Study Shows Sharks Combine All Their Senses to Hunt
A first-of-its-kind study of how sharks hunt has found the long-feared fish are truly complete predators, using all of their senses in an array of different combinations and ways.
Findings from the work, which was supported by the National Science Foundation, were published in the peer-reviewed journal PLOS ONE.
Led by scientists from Mote Marine Laboratory in Sarasota, Fla., the University of South Florida in Tampa and Boston University, the research sought to better understand how a shark's vision, touch, smell and other senses seem to combine and guide a detailed series of behaviors from start to finish.
Basically, the results demonstrate that sharks with different lifestyles may favor different senses, but can sometimes switch which ones they use when their preferred senses are blocked.
The researchers explained in a news release that knowing how sharks sense and interact with their environments is critical in trying to sustain the populations of predators, which are in turn vital to the health of the globe's oceans.
Past research suggested sharks sense the drifting smell of distant prey, swim toward it using their lateral lines, sensors that feel water movement, and then at closer ranges aim and strike using their vision, lateral line or electroreception -- another ability that allows sharks and related fish to detect the electric fields produced by living prey.
No study before, though, set out to show how these senses work together throughout the hunting process, until now.
"Our findings may surprise a lot of people," said Jayne Gardiner, lead author of the study and a postdoctoral fellow at Mote, whose doctoral thesis included the current study. "The general public often hears that sharks are all about the smell of prey, that they're like big swimming noses.
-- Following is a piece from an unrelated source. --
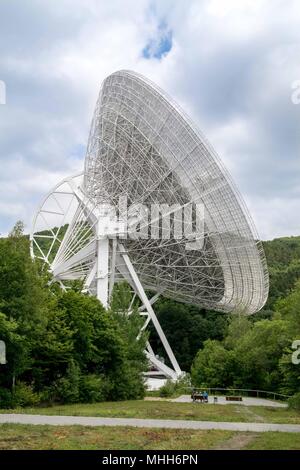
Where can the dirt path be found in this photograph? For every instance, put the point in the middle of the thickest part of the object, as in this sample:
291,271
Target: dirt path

In the scientific community it has been suggested that some sharks, like blacktips, are strongly visual feeders. But in this study, what impressed us most was not one particular sense, but the sharks' ability to switch between multiple senses and the flexibility of their behavior."
The researchers placed blacktip, bonnethead and nurse sharks -- all three of which are found along Florida's coast but differ in body structure, hunting strategy and habitat -- into a large, specially designed tank where the water flowed straight toward them. The researchers dangled a prey fish or shrimp at the opposite end of the tank, released a hungry shark and tracked the shark's movements towards the prey. They next made the hunt more challenging by blocking the sharks' senses one by one, first with eye coverings, then nose plugs, followed by antibiotics to interfere with their lateral lines that detect water motion and finally employing electrical insulating materials to cover the electrosensory pores on the fishes' snouts.
"This is landmark work," said co-author Jelle Atema, a professor of biology at Boston University and an adjunct scientist at Woods Hole Oceanographic Institution. "Back in 1985, world experts in underwater animal senses met at Mote, and at that time we emphasized that sensory studies were focusing on one animal at a time, one sense at a time, and we needed to start combining this information. Now we have."
Undoubtedly, asserted Philip Motta, a USF professor an study co-author, the researchers ended up with "the most comprehensive multisensory study on any shark, skate or ray ... Perhaps the most revealing thing to me was the startling difference in how these different shark species utilize and switch between the various senses as they hunt and capture their prey. Most references to shark hunting overemphasize and oversimplify the use of one or two senses; this study reveals the complexity and differences that are related to the sharks' ecology and habitats."
The research team "sought to discover how sharks use their highly evolved senses to hunt and locate prey, knowing it involved more than just a good sense of smell," said Bob Hueter, director of Mote's Center for Shark Research and another study co-author. "This also could help explain why most shark 'repellents' may work for a short time but are eventually overcome by persistent sharks."
Said Hueter: "What we found was amazing."